Here is political analyst Greg Valliere of Potomac Research:
Obama can give a great speech in South Africa, he can take credit for the plunging deficit and relative peace on the budget, he can motivate Democrats by emphasizing immigration reform and a minimum wage hike — but there’s only one issue that really counts: the economy. That’s perhaps the most important story of the second half — both for Wall Street and Washington. Noisy cynics say they don’t believe the data or that the economy is still stagnant, but it’s increasingly clear that growth is picking up. If unemployment is 6-1/2% and trending lower by Labor Day, the 2014 elections might not be a disaster for Democrats after all. It’s way too early to count Obama out. He’s arguably the worst politician in the Oval Office since Jimmy Carter, but events shape presidencies. The great trick, as Bill Clinton discovered, is to catch a cyclical wave of economic growth and get out of the way. The jury is out on whether Obama is street-savvy enough to realize this — but after his disastrous 2013, he suddenly has a plausible chance for a comeback as the economy recovers.

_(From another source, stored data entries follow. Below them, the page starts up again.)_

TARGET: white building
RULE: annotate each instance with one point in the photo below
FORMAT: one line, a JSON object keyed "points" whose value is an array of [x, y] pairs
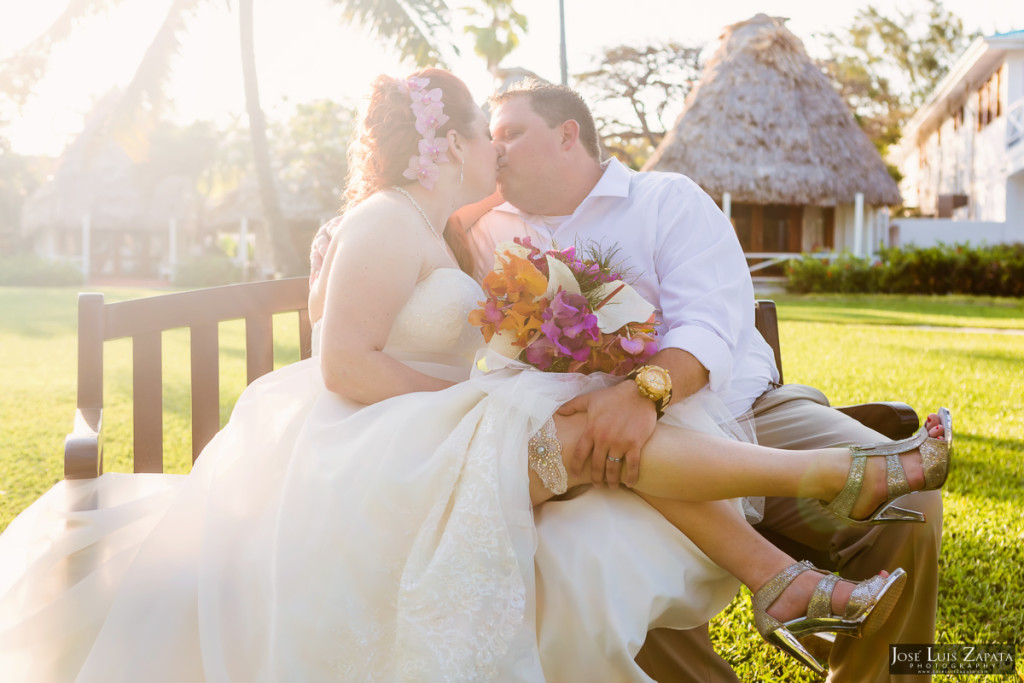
{"points": [[962, 155]]}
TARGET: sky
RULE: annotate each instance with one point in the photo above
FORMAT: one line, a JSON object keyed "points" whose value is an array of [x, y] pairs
{"points": [[304, 50]]}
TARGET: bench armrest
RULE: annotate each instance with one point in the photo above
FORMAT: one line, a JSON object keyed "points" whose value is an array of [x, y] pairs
{"points": [[893, 419], [83, 452]]}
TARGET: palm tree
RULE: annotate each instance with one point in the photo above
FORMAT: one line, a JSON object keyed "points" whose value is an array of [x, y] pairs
{"points": [[500, 34], [410, 25]]}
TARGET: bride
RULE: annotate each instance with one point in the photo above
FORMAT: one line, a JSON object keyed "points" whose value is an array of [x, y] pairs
{"points": [[370, 513]]}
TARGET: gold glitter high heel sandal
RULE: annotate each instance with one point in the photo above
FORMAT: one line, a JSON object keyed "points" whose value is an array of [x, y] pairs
{"points": [[546, 459], [935, 455], [870, 603]]}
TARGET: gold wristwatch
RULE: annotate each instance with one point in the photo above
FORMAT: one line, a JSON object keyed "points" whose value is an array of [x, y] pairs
{"points": [[653, 382]]}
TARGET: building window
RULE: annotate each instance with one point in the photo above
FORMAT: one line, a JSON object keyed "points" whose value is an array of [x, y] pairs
{"points": [[990, 95]]}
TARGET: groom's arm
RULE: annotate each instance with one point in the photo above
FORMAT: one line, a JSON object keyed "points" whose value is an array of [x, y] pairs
{"points": [[707, 301]]}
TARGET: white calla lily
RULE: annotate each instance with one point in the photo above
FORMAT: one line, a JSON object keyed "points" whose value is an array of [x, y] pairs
{"points": [[560, 276], [626, 305]]}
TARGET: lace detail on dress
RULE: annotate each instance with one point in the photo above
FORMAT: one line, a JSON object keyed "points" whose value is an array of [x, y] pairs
{"points": [[434, 322], [435, 317], [460, 597]]}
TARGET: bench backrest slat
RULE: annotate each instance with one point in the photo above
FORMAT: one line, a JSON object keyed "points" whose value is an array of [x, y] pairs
{"points": [[259, 346], [147, 399], [204, 341], [200, 310]]}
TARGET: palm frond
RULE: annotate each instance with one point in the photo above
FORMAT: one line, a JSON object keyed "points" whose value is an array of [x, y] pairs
{"points": [[417, 28]]}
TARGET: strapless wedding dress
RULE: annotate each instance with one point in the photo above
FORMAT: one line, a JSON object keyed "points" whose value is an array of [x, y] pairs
{"points": [[316, 540]]}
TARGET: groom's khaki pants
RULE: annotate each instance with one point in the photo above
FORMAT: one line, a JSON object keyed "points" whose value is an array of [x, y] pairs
{"points": [[799, 417]]}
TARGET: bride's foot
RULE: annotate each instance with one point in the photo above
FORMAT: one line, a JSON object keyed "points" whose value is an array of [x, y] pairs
{"points": [[803, 600], [872, 482]]}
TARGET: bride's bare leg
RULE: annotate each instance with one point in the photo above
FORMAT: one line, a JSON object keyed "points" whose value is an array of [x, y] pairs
{"points": [[722, 532], [682, 464]]}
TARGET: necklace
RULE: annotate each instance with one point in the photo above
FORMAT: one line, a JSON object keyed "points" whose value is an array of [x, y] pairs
{"points": [[423, 213]]}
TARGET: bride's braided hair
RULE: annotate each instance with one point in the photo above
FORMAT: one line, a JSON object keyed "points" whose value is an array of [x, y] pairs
{"points": [[386, 135]]}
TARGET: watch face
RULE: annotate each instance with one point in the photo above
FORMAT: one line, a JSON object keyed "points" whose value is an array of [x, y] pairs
{"points": [[655, 381]]}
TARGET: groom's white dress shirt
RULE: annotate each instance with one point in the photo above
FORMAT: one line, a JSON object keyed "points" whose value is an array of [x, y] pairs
{"points": [[682, 255]]}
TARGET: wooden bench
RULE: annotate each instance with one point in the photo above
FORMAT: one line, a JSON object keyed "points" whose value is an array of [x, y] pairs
{"points": [[143, 321], [200, 310]]}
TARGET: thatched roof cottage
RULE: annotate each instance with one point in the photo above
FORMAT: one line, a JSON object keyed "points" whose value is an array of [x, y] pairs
{"points": [[765, 133], [97, 209]]}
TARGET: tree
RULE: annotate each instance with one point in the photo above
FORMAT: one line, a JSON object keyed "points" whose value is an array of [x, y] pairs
{"points": [[411, 25], [500, 35], [632, 88], [886, 67]]}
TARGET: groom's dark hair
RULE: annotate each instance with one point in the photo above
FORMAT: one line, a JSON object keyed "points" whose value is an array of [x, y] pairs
{"points": [[556, 104]]}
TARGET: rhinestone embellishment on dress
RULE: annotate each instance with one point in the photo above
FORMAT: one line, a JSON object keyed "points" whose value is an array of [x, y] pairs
{"points": [[546, 459]]}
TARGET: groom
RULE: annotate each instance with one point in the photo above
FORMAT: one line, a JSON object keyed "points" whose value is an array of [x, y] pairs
{"points": [[687, 260]]}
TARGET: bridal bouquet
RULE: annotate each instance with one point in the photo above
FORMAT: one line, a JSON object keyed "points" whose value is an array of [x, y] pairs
{"points": [[561, 312]]}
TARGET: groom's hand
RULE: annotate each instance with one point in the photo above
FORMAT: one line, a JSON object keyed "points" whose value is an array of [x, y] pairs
{"points": [[619, 422]]}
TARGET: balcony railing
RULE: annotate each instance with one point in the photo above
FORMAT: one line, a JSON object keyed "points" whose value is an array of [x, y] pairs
{"points": [[1015, 123], [768, 259]]}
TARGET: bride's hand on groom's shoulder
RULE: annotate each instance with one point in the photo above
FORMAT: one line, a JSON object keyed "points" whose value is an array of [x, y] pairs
{"points": [[619, 423], [318, 247]]}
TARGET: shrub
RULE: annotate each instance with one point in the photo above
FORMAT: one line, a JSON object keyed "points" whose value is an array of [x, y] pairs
{"points": [[36, 271], [987, 270], [208, 270]]}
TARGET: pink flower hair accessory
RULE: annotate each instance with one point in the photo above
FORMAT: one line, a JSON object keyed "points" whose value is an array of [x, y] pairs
{"points": [[429, 111]]}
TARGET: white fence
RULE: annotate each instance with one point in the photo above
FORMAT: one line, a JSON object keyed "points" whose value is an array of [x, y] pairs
{"points": [[931, 231]]}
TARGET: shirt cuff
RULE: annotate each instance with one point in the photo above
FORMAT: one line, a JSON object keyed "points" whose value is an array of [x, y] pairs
{"points": [[707, 347]]}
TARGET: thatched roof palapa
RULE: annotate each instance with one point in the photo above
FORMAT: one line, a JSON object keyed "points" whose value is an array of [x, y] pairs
{"points": [[765, 125]]}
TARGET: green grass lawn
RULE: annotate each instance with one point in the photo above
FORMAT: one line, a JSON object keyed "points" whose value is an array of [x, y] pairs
{"points": [[855, 348]]}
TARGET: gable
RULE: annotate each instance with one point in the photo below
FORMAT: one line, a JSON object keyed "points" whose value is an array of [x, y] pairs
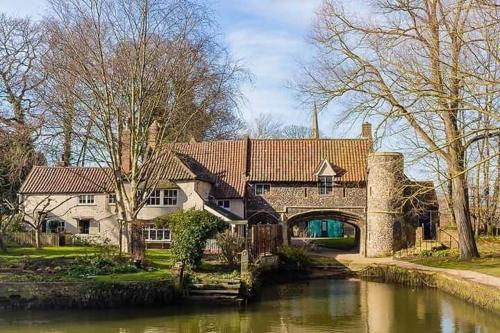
{"points": [[298, 160], [325, 169]]}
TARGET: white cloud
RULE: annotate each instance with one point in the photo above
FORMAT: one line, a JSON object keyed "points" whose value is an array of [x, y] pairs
{"points": [[293, 12]]}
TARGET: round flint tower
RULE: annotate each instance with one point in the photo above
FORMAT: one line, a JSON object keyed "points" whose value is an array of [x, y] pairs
{"points": [[384, 217]]}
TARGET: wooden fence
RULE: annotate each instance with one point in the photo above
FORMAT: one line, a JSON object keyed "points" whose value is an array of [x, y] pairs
{"points": [[29, 239], [266, 239]]}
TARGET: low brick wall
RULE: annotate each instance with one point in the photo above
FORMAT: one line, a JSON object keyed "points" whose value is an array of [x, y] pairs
{"points": [[49, 295]]}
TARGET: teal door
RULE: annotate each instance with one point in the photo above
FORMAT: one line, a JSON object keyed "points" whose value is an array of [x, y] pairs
{"points": [[325, 228]]}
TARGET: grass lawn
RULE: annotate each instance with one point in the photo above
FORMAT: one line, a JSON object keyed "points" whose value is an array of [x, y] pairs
{"points": [[347, 243], [486, 265], [489, 263], [52, 264]]}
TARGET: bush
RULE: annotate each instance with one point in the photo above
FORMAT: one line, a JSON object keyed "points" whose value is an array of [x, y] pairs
{"points": [[190, 231], [294, 256], [230, 245], [101, 265]]}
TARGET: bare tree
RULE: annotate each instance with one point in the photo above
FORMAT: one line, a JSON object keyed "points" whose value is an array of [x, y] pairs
{"points": [[134, 67], [21, 44], [39, 214], [415, 63], [264, 126], [295, 132]]}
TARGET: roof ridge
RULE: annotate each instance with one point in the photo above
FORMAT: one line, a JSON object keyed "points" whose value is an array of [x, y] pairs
{"points": [[309, 139]]}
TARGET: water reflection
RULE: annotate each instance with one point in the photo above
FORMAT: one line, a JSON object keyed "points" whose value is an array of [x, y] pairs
{"points": [[318, 306]]}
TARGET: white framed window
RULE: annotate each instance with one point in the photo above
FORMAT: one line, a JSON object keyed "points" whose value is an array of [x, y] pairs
{"points": [[53, 226], [226, 204], [152, 233], [325, 185], [111, 198], [84, 227], [86, 199], [154, 198], [170, 197], [261, 189]]}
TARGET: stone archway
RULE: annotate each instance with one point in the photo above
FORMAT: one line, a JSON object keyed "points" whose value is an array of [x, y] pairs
{"points": [[353, 219]]}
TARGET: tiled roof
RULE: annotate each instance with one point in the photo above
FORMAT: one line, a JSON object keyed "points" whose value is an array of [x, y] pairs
{"points": [[225, 164], [44, 179], [222, 162], [297, 159]]}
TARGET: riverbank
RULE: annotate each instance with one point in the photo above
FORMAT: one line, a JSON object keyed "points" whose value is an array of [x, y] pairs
{"points": [[66, 295], [88, 277], [474, 287]]}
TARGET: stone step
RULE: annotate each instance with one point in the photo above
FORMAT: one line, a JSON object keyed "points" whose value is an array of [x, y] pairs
{"points": [[210, 292], [216, 286], [221, 299]]}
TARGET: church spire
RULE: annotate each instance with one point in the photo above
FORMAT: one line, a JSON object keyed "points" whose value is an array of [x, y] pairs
{"points": [[314, 123]]}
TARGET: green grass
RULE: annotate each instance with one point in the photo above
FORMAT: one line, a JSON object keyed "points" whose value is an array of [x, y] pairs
{"points": [[159, 266], [347, 243], [14, 254], [487, 265]]}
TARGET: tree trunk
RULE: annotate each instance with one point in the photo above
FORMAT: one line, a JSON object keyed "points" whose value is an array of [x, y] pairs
{"points": [[467, 243], [3, 247], [38, 242], [137, 244]]}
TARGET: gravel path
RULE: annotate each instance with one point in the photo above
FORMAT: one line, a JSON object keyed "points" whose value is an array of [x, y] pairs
{"points": [[356, 262]]}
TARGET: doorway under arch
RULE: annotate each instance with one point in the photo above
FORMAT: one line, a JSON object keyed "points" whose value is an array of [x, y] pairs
{"points": [[328, 224]]}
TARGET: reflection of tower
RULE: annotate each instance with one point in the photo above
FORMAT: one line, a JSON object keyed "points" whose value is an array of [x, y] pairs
{"points": [[384, 218], [380, 307], [314, 123]]}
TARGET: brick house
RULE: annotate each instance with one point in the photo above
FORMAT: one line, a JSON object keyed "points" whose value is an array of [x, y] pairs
{"points": [[246, 182]]}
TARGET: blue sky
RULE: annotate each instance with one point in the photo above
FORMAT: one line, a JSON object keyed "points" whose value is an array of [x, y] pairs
{"points": [[270, 39]]}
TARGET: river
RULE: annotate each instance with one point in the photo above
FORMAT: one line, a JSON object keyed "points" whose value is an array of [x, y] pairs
{"points": [[317, 306]]}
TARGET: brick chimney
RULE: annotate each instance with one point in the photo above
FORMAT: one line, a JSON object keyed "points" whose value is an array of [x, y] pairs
{"points": [[366, 130], [126, 158]]}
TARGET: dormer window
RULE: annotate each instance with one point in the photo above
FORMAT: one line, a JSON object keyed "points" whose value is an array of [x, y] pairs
{"points": [[261, 189], [226, 204], [325, 185]]}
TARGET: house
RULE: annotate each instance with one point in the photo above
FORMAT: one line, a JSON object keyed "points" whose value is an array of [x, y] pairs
{"points": [[314, 187]]}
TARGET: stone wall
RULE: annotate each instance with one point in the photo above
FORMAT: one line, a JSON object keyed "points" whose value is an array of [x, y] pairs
{"points": [[388, 229], [25, 295], [287, 197]]}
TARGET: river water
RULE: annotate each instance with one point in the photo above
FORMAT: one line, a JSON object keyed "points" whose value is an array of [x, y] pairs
{"points": [[317, 306]]}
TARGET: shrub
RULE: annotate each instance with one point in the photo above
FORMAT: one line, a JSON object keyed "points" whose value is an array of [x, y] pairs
{"points": [[190, 231], [294, 256], [230, 245], [101, 265]]}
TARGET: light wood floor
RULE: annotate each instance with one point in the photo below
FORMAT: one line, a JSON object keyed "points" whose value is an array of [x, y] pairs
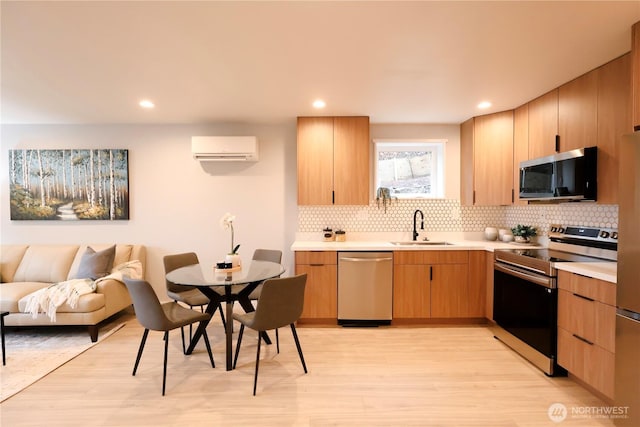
{"points": [[414, 376]]}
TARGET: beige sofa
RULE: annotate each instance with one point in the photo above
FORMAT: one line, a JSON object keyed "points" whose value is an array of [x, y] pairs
{"points": [[25, 269]]}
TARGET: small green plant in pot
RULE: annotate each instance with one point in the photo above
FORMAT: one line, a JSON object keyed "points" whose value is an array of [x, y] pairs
{"points": [[524, 233]]}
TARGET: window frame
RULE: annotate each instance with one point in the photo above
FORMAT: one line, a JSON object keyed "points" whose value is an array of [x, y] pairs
{"points": [[438, 145]]}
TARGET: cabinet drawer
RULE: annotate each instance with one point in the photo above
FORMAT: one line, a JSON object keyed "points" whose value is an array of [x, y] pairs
{"points": [[427, 257], [317, 257], [587, 318], [588, 287], [591, 363]]}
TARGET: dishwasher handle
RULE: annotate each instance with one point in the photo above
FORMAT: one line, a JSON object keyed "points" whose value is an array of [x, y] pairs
{"points": [[352, 259]]}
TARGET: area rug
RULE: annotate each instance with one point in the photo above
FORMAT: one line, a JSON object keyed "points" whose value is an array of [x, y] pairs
{"points": [[34, 352]]}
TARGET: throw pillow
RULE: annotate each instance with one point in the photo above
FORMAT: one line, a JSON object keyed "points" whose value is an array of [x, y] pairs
{"points": [[94, 265]]}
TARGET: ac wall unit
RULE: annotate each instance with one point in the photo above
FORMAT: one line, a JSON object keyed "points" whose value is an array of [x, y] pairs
{"points": [[225, 148]]}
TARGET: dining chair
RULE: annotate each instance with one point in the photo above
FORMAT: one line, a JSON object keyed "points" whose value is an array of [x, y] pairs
{"points": [[188, 295], [271, 255], [280, 304], [155, 316]]}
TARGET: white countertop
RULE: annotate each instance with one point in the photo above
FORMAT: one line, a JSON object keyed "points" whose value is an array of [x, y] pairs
{"points": [[604, 270], [383, 242], [379, 245]]}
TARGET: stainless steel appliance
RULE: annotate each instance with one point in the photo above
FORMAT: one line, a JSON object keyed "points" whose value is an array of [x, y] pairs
{"points": [[525, 300], [365, 288], [564, 176], [627, 375]]}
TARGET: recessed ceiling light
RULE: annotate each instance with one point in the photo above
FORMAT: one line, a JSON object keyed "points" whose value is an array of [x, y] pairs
{"points": [[145, 103]]}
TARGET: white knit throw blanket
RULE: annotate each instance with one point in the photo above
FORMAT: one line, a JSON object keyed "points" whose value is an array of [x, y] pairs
{"points": [[47, 300]]}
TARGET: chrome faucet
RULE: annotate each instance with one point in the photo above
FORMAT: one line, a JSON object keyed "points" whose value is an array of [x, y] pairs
{"points": [[415, 217]]}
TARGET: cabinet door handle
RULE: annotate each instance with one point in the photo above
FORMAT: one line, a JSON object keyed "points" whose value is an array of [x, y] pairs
{"points": [[583, 297], [583, 339]]}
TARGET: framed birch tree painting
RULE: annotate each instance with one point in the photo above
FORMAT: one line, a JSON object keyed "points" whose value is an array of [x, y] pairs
{"points": [[72, 184]]}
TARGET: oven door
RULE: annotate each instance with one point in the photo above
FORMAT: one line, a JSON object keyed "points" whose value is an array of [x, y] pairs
{"points": [[525, 305]]}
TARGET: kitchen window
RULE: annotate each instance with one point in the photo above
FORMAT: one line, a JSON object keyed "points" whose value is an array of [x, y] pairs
{"points": [[410, 169]]}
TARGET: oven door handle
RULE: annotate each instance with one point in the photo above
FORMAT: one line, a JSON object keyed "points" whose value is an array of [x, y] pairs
{"points": [[545, 281]]}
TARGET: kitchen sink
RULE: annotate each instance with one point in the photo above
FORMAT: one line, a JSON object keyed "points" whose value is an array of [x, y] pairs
{"points": [[420, 243]]}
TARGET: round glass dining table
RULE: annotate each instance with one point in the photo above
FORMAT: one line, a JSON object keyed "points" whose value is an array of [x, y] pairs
{"points": [[238, 285]]}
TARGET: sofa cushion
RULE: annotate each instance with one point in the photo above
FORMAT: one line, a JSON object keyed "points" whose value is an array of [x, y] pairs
{"points": [[86, 304], [123, 254], [10, 257], [11, 293], [46, 263], [94, 265]]}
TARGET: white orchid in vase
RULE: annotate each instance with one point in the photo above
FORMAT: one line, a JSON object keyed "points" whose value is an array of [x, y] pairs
{"points": [[226, 222]]}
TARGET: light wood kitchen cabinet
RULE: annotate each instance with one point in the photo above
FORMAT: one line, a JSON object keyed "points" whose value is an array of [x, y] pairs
{"points": [[614, 120], [488, 309], [321, 290], [543, 125], [520, 148], [333, 160], [586, 330], [431, 284], [578, 112], [487, 160], [411, 291], [476, 300], [635, 61]]}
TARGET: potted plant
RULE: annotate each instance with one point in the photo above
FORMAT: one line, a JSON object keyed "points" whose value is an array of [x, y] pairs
{"points": [[232, 257], [524, 233]]}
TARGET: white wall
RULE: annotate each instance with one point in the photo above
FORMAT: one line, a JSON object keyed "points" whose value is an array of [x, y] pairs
{"points": [[175, 201]]}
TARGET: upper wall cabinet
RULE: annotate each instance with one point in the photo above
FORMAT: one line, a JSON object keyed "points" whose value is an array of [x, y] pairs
{"points": [[543, 125], [333, 160], [486, 147], [520, 147], [564, 118], [578, 112], [614, 120], [635, 58]]}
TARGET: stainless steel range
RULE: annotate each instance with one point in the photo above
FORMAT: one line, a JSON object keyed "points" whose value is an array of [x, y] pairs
{"points": [[525, 297]]}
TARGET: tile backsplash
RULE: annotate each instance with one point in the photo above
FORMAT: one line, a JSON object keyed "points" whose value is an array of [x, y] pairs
{"points": [[447, 215]]}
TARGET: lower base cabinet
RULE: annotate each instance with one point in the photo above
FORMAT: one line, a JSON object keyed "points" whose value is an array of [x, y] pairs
{"points": [[438, 285], [321, 290], [586, 330]]}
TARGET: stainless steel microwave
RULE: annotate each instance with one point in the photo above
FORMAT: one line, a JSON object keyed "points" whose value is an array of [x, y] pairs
{"points": [[568, 176]]}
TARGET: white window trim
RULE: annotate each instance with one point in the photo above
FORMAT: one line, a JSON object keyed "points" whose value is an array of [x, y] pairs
{"points": [[438, 191]]}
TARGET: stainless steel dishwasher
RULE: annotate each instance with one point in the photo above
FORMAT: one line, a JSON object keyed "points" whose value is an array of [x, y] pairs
{"points": [[365, 288]]}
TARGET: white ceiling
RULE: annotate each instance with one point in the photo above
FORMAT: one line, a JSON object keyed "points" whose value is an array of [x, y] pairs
{"points": [[264, 62]]}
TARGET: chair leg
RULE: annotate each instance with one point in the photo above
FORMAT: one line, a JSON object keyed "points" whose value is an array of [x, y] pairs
{"points": [[184, 349], [164, 370], [224, 321], [235, 359], [142, 342], [206, 343], [295, 337], [255, 378]]}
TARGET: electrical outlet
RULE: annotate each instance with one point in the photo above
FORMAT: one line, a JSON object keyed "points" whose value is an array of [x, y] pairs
{"points": [[455, 213]]}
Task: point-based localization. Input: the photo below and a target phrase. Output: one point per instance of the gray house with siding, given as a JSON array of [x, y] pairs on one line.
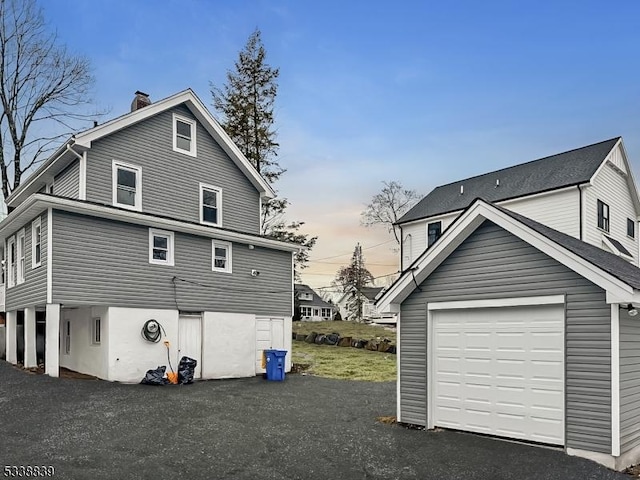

The argument is plausible. Next year really might be the year the US economy shows some real pep. Goldman Sachs, for instance, is forecasting GDP growth of 3% to 3.5% in 2014, which would be the first year since 2005 that the economy grew at 3% or more. As for jobs, the bank expects average payroll gains of 225,000 in 2014 and 200,000 in 2015 before moderating a bit to 1750,000 in 2016. If Goldman’s models are correct, the unemployment rate will hit 6.5% in the second half of 2014 and 6% in mid-2015. So based on all that, it’s not unreasonable to expect a 2016 jobless rate that starts with a “5.”
The core of Goldman’s bullish forecast is based on (a) recovering residential construction, (b) declining fiscal drag from the sequester and tax cuts, (c) stronger consumption thanks to a fall in the debt-to-income level, and (d) stronger business investment based on high profits, easing lending standards, and a relative low level of capital stock. Two recent data points support the Goldman view.
So the other big question is whether Obamacare will be perceived by midterm voters as anything close to an Iraq War level mistake. By the time of the 2006 midterm elections, the unemployment rate was 4.5%, the economy had created more than 4 million jobs the previous two years, and the economy was growing around 3%. Yet anti-war sentiment enabled Democrats to capture the House and Senate.
The Obamacare website seems to be working better, but back-end problems remain. Beyond that, there are issues of policy changes and cancellations, narrow provider networks, a risk pool that’s older and sicker than expected, and a possible second wave of rate shocks later next year. And as investment strategist Ed Yardeni points out:
Obamacare could still pose a risk to the economy if enough people reduce their spending because they remain uncertain about whether they will have coverage and about their out-of-pocket costs. There are reports that the backend of the system isn’t working so insurance companies aren’t receiving the information they need to actually provide coverage. In addition, many consumers are facing the sticker shock of not only higher premiums but also higher deductibles.
I will give political scientist Ray Fair and his well known election forecasting model the last word:
The August 5, 2013, forecast from the US model was very optimistic about the economy for the last half of 2013 and for 2014, with 4 good news quarters. The November 11, 2013, forecast is much less so, with only 1 good news quarter, the third quarter of 2014. The predicted vote share is now 49.14, a slight Democratic loss. The main conclusion is the same as it was in August, namely that if the economy grows moderately, the election is predicted to be close.